Instead rethink what you’re really trying to accomplish. Instead of framing this primarily as a time management issue, look at your situation as a creative problem solving situation around your main goals (overall or for the day or week). Instead of cutting out 5 minutes here and there so you can get home 15 minutes earlier so you can run off to do something else–figure out what you really want your life to look like. Then look at what changes need to be made to start moving you in that direction. Only THEN can you meaningfully start looking at what needs cutting and what doesn’t.

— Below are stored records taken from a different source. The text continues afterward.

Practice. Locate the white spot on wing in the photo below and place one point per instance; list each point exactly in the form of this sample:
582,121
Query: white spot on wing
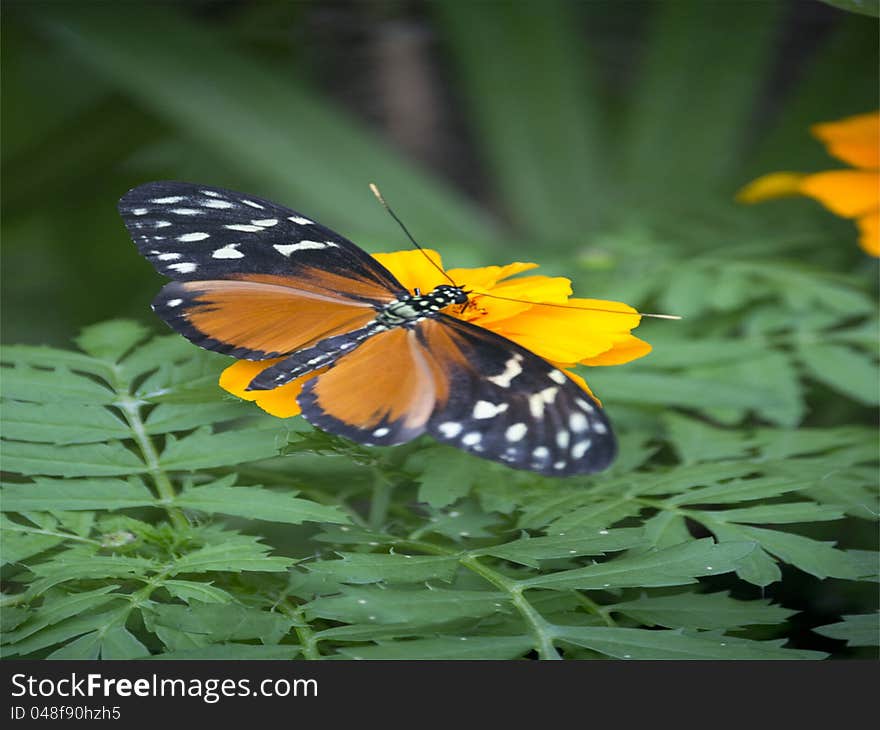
557,376
220,204
472,438
450,429
580,448
578,422
512,368
485,409
516,431
228,252
189,237
243,227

In fact, sometimes making things faster and avoiding interruptions may be a big mistake as it can increase the sense of being always on the go. It can eliminate time to be creative and fully engaged. It can eliminate the best social elements of work (which are always important even if not part of anyone’s job description).
In other words, don’t start by trying to save time every which way or writing down your to do list in a computer program or iPhone app. Start by deciding what you’d really like.
For example, if one thing you’d really like is an hour a day more with your kids, start solving that challenge. That may lead to dropping less important tasks or it may involve rearranging a schedule or even batching errands together more efficiently. The point is to know that this is a priority and you’ll do whatever works best for making sure that gets done. It may mean slowing down rather than speeding up so you can be relaxed enough to really enjoy time with your kids.
Step one then is to come up with all your goals about work and personal life and prioritizing them. Even better is to start with your dreams rather than the more rational idea of goals. A great way to do this that I use all the time with clients is to journal a few days in your ideal life as you’d imagine it. That makes it concrete, real and detailed.
If you start this way you are motivated by your passions. But if you start trying to save time with a sense of getting more done, you may get more done but then you will likely wind up with so much more stuffed into your schedule, you are wind up back where you were, feeling as stressed and overwhelmed as ever.
Here’s a start to this approach:
- Dream up a vision of what your day would look like if things were as you really wanted–at work and beyond
- Based on that, come up with key priorities or goals you can start working on now in each of your key life areas–personal, family, work, etc.
- Take the top priorities and start using a variety of creative problem solving techniques (not just time saving ones) to help you achieve your goal.
I know that isn’t always easy. But I also know if you start with reading another book (or seeing another talk on) time management and don’t do these 3 steps first or something like them, you may become more efficient and technically more productive (if you’re lucky), but not happier–and isn’t that your real goal?